Da alcuni decenni si sta registrando una diminuzione dell’ozono nell’atmosfera soprattutto a causa di alcuni gas artificiali detti clorofluorocarburi CFC, impiegati negli impianti di condizionamento, come refrigeranti, nei frigoriferi domestici, nelle bombolette spray, nella produzione di alcune materie plastiche. I CFC, noti comunemente come FREON composti da cloro e fluoro, non sono tossici ma dispersi nell’aria provocano ingenti danni quando raggiungono l’atmosfera e vengono colpiti dai raggi ultravioletti liberando gli atomi di cloro. Gli atomi di cloro distruggono le molecole di ozono provocando quello che comunemente chiamiamo “buco dell’ozono” che non è altro che l’assottigliamento dello spessore dello strato di ozono nella stratosfera.

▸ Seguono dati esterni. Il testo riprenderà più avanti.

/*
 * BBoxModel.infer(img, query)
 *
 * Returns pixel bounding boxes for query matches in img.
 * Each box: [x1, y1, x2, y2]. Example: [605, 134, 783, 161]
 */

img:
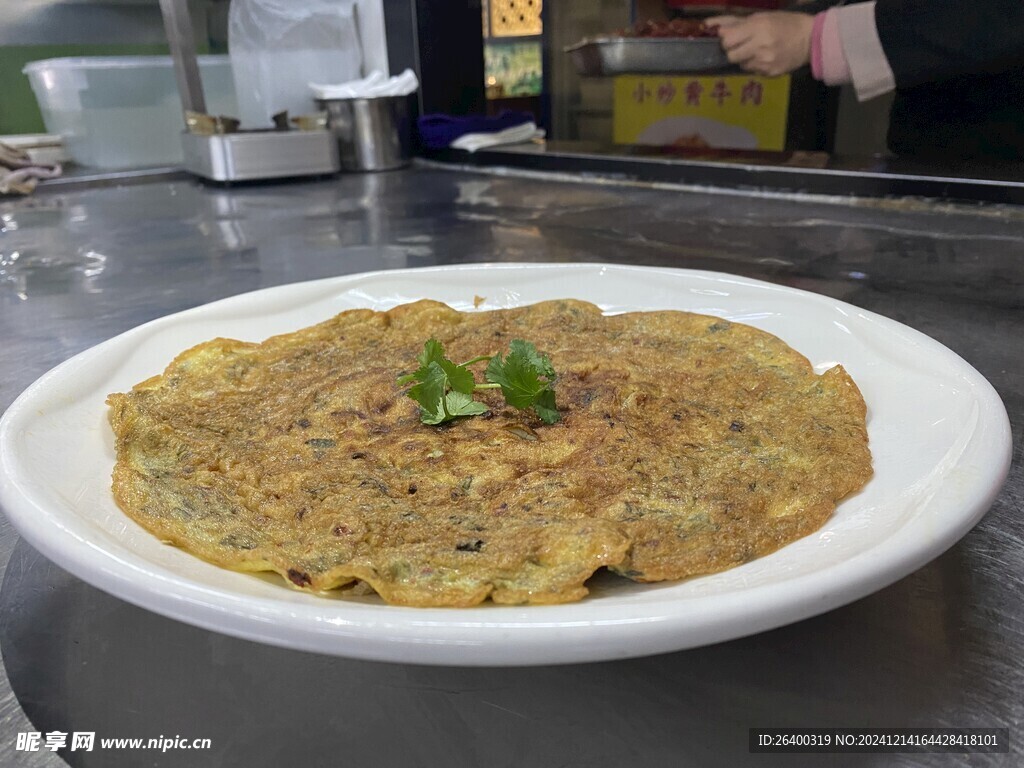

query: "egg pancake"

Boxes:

Un altro effetto causato dall’inquinamento atmosferico è tanto conosciuto: l’effetto serra. L’effetto serra è un fenomeno naturale determinato dalla presenza nell’atmosfera di gas (gas serra) che consentono il passaggio delle radiazioni solari, ma impediscono la dispersione del calore prodotto dalla Terra, consentendo al nostro pianeta di mantenere una temperatura ideale per la presenza di vita animale e vegetale. I gas serra creano una protezione nei confronti del Pianeta perché riflettono le radiazioni di calore e le rimandano alla Terra. Questi gas si comportano come i vetri di una serra, si lasciano attraversare dai raggi solari e respingono la radiazione di calore che il Pianeta assorbe. Di conseguenza il calore non si disperde, circonda la superficie terrestre e ne favorisce la vita.
Quando alcuni gas, come il metano, il vapore acqueo e soprattutto l’anidride carbonica, si concentrano in modo elevato nell’atmosfera, questo fenomeno aumenta, provocando il riscaldamento dell’atmosfera in tutte le zone della terra. Le attività umane stanno contribuendo a creare un effetto serra aggiuntivo a quello naturale. Questo altera tutti gli equilibri e potrebbe provocare grandi cambiamenti climatici e ambientali, quali la desertificazione di zone fertili e lo scioglimento delle calotte polari.
Nel dicembre 1997 i Paesi partecipanti alla Conferenza di Kyoto (180 Nazioni) hanno elaborato un documento, il Protocollo di Kyoto, che impegna i Paesi industrializzati e quelli a economia in transizione (I Paesi dell’Est Europeo) a ridurre complessivamente del 5%, entro il 2010, le principali emissioni nell’atmosfera dei gas responsabili dell’effetto serra. Nessun tipo di limitazione alle emissioni di gas è stato previsto per i Paesi in via di sviluppo, poiché un tale vincolo rallenterebbe o comunque condizionerebbe il loro cammino verso lo sviluppo economico.
Gli enormi interessi in gioco hanno imposto l’adozione di una serie di compromessi e reso difficile l’attuazione di questo protocollo.